When the benchmark of order components is A phase time mutually, the current branch coefficient of the upper level branch road PM of described faulty line MN: wherein: for A phase voltage before the fault of MN circuit M side, for MN circuit M side forward-order current, K _fz1P, K _fz2P, K _fz0Ppositive sequence, negative phase-sequence and zero-sequence current braning factor respectively.

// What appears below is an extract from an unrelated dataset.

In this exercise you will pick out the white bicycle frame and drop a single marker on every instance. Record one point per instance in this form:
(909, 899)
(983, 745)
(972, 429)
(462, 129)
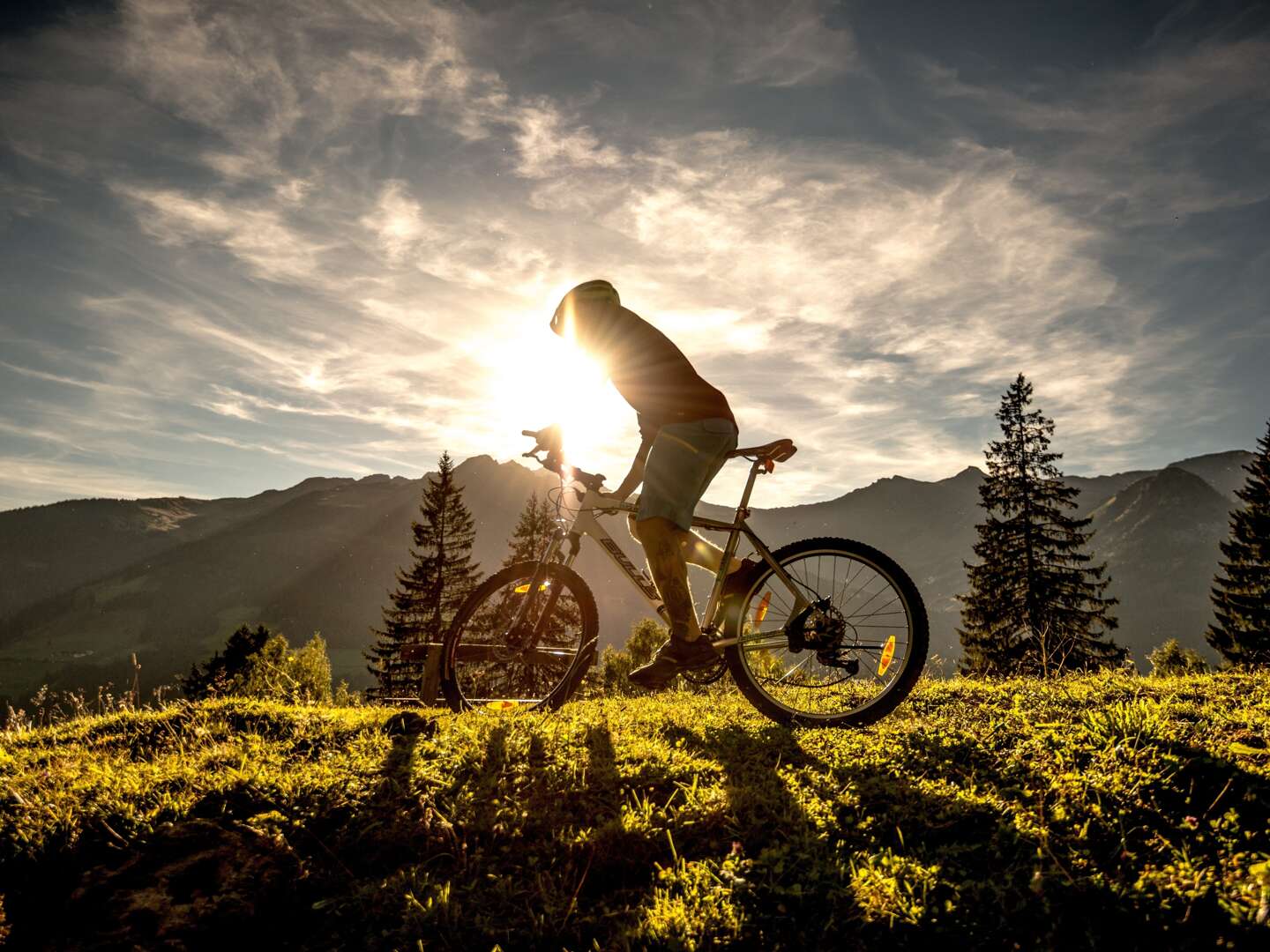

8. method according to claim 1, is characterized in that, described step 3.3); the fault mode of namely simulating same feature moves on to the end of MN line; i.e. N side, recalculate the fault amount of protection installation place and upper level route protection installation place, concrete steps are as follows:

1) calculate the system synthesis impedance seen into for port with fault point and ground, positive sequence and negative phase-sequence comprehensive impedance are:

zero sequence synthetic impedance is:

2) faulted phase voltage and the electric current of faulty line protection installation place (M side) is calculated: for single phase ground fault, when fault phase is A phase, wherein the benchmark of order components is A phase mutually, in following formula then have:

Then M side faulted phase voltage and electric current are respectively:

3) faulted phase voltage and the electric current of non-faulting branch road (the upper level branch road PM of M side) P side is calculated, wherein for order components benchmark phase, then have wherein: K _fz1, K _fz2, K _fz0being respectively each sequence current branch coefficient, utilizing and step 4.1.2) identical phase/sequence converts and obtains each phase voltage in P side and electric current;

4) fault is calculated when MN line end (i.e. N side), the measurement impedance of MN circuit M side and PM branch road P side: for single-phase earthing and fault phase is A phase, then wherein: K _mNand K _pNbe respectively the zero-utility theory of MN and PM circuit;

5) each phase voltage of M side and P side, electric current and measurement impedance is utilized to substitute into the margin of safety determination formula of three-stage protection, the fixed value checking of M side and P side three-stage protection when can realize supposing that fault occurs in MN line end.